Nesta quarta-feira, o Senado deverá votar o relatório do senador Jarbas Vasconcelos sobre a chamada Lei do Gás. O tema pode parecer irrelevante a muita gente – mas não é. Segundo a Constituição de 1988, os Estados da Federação detêm o monopólio da distribuição de gás em seu território. Os constituintes de 1988 partiram da posição correta. Tratando-se de insumo energético importante para o desenvolvimento regional, cabe aos Estados, mediante empresas públicas, mistas, ou privadas sob o regime de concessão, o controle da atividade. Em sua maioria, os Estados detêm o controle acionário das empresas distribuidoras e as administram diretamente.
O monopólio dos Estados é, assim, mandamento constitucional, e só pode ser alterado por emenda à Carta Maior, como saberiam os velhos contínuos do Palácio Monroe, e alguns senadores parecem desconhecer. O relatório do senador Jarbas Vasconcelos respeita fielmente o parágrafo 2º do artigo 25 da Constituição, que determina: "Cabe aos Estados explorar diretamente, ou mediante concessão, os serviços locais de gás canalizado, na forma da lei, vedada a medida provisória para sua regulamentação". É bom notar que os constituintes de 1988 deram importância singular ao mandamento, inserindo-o no artigo 25, que trata do quadro geral da divisão das atribuições entre a União e os Estados-membros. E dotaram o dispositivo de proteção expressa contra a sua regulamentação por medida provisória. Mesmo assim, no conjunto das reformas neoliberais do governo anterior, já houve a flexibilização do mandamento, que antes não admitia a concessão a empresas privadas.

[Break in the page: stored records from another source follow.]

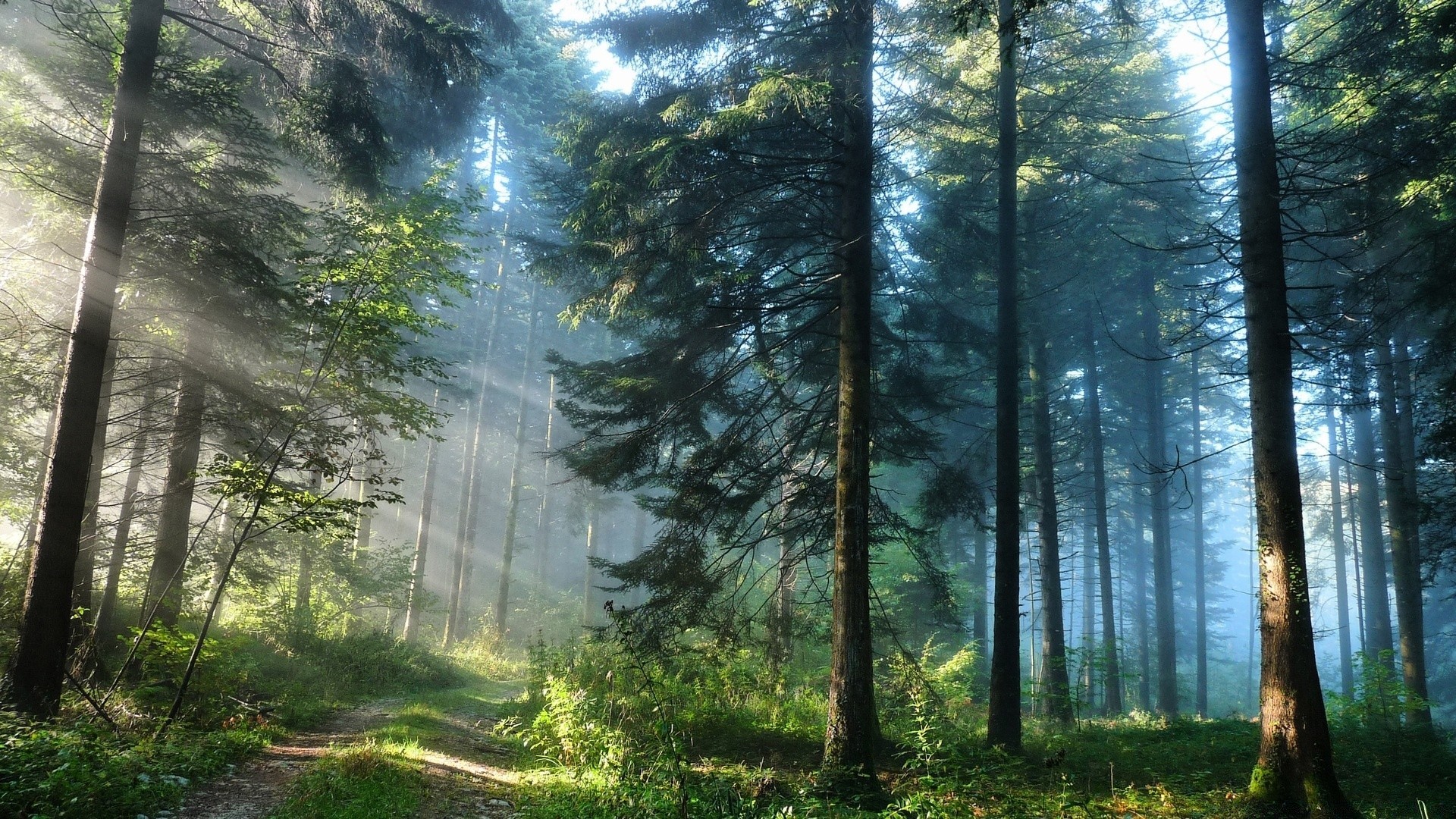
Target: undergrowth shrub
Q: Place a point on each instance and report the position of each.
(356, 783)
(89, 771)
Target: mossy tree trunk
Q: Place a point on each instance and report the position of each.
(1294, 774)
(1003, 714)
(36, 670)
(852, 723)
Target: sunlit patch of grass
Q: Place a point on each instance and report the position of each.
(363, 781)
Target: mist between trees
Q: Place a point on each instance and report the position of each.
(865, 340)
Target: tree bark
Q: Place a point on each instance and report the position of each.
(1163, 526)
(1347, 676)
(91, 526)
(544, 512)
(1404, 561)
(38, 665)
(852, 725)
(1145, 643)
(1294, 773)
(416, 607)
(981, 599)
(471, 460)
(588, 613)
(1112, 673)
(1199, 545)
(1003, 707)
(517, 472)
(1378, 639)
(175, 516)
(1088, 640)
(1056, 686)
(107, 624)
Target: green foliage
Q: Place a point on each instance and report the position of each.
(1381, 694)
(356, 783)
(80, 770)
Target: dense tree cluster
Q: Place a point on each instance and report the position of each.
(849, 324)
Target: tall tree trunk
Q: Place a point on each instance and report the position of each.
(1199, 558)
(1145, 643)
(781, 626)
(416, 607)
(513, 502)
(303, 589)
(108, 626)
(1003, 707)
(363, 532)
(91, 526)
(1112, 675)
(1347, 678)
(544, 512)
(175, 516)
(1378, 639)
(1404, 561)
(852, 725)
(1405, 392)
(38, 665)
(981, 601)
(1056, 684)
(1163, 526)
(1088, 642)
(1294, 773)
(471, 460)
(1354, 532)
(588, 598)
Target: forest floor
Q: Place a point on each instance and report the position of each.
(427, 755)
(443, 755)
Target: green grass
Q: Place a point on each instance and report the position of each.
(79, 770)
(363, 781)
(1128, 768)
(383, 774)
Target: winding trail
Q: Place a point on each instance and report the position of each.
(468, 774)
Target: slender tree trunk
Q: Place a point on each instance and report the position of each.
(1057, 687)
(175, 516)
(363, 532)
(588, 614)
(1296, 768)
(1199, 558)
(852, 725)
(1405, 390)
(107, 623)
(1088, 611)
(979, 598)
(1347, 676)
(1378, 640)
(1145, 676)
(416, 607)
(544, 513)
(303, 589)
(471, 460)
(517, 474)
(38, 497)
(1003, 708)
(462, 547)
(91, 526)
(781, 626)
(38, 664)
(1354, 532)
(1163, 528)
(1404, 561)
(1112, 673)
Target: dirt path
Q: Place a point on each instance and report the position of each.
(469, 774)
(261, 784)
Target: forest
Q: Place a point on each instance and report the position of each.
(727, 409)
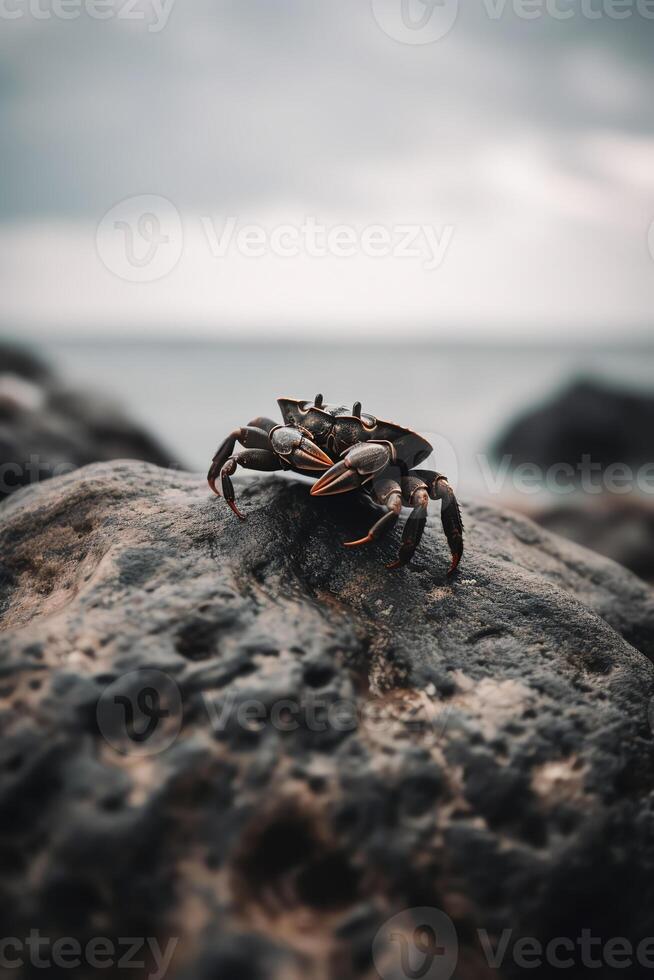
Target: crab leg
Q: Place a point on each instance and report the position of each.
(414, 493)
(253, 459)
(251, 435)
(388, 493)
(439, 489)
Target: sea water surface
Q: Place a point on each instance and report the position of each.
(192, 393)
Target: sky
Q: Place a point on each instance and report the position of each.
(357, 168)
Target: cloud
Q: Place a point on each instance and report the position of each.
(532, 138)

Os grandes consumidores de gás pressionam o Senado, a fim de que admita a compra direta à Petrobras, nas estações de chegada do gasoduto às cidades consumidoras. Isso violaria o monopólio constitucional e prejudicaria diretamente os Estados, que se apropriam de pequena margem do lucro da distribuição, para investir em infra-estrutura.

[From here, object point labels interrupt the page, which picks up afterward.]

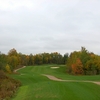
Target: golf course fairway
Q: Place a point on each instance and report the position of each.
(37, 86)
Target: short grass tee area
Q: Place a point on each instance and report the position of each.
(37, 86)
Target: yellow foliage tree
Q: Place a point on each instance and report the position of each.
(8, 69)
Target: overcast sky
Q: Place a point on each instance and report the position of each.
(37, 26)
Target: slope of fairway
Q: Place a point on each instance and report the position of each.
(35, 86)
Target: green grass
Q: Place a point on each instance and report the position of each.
(38, 87)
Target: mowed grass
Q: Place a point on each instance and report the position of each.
(35, 86)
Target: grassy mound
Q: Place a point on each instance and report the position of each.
(35, 86)
(8, 86)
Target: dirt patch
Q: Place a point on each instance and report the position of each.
(57, 79)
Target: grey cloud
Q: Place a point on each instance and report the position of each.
(48, 26)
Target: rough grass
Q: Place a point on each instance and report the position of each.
(8, 86)
(38, 87)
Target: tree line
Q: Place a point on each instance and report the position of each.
(80, 62)
(83, 62)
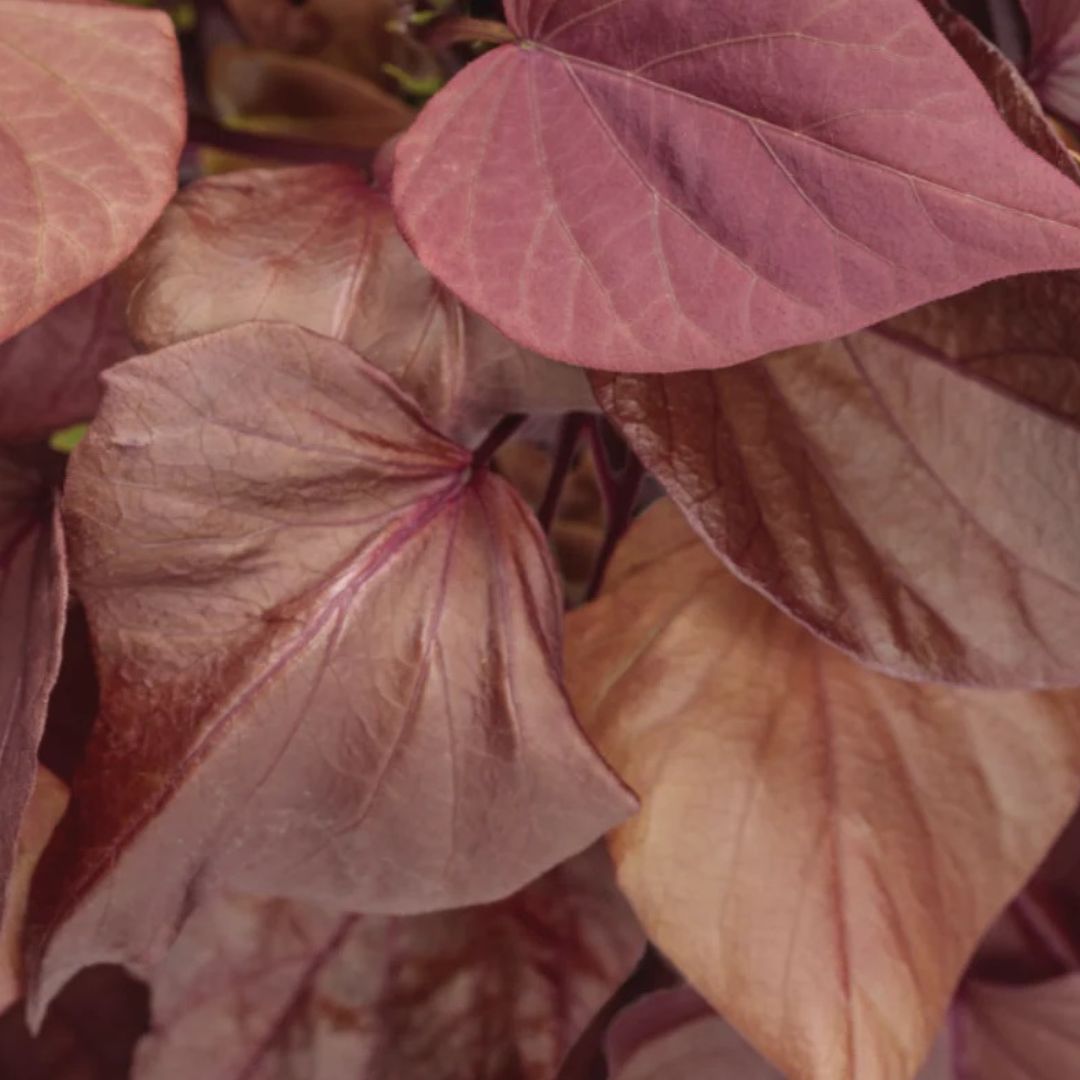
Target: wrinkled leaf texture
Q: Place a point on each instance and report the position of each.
(50, 374)
(32, 598)
(328, 657)
(93, 124)
(907, 491)
(268, 989)
(689, 186)
(316, 247)
(820, 848)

Mas há senadores que anunciam o interesse de prejudicar seus próprios Estados, com o propósito de favorecer os consumidores de grande porte, como são as usinas siderúrgicas e termelétricas privadas. Seus interesses não podem prevalecer sobre os direitos da Federação.
Embora o relatório de Jarbas Vasconcelos deva ser votado na quarta-feira, os governadores ainda se movimentam, nestas horas, a fim de chamar a atenção dos senadores para o prejuízo que causarão aos seus coestaduanos. Devem entender que representam os interesses de cada uma das unidades federadas no conjunto nacional. Todas serão prejudicadas, se o monopólio for violado pela concessão desse privilégio às grandes empresas consumidoras.
Não nos encontramos mais no tempo em que o AI-5 prevalecia sobre a ordem jurídica e constitucional. O respeito à Constituição é o primeiro dever dos ocupantes dos três poderes da República.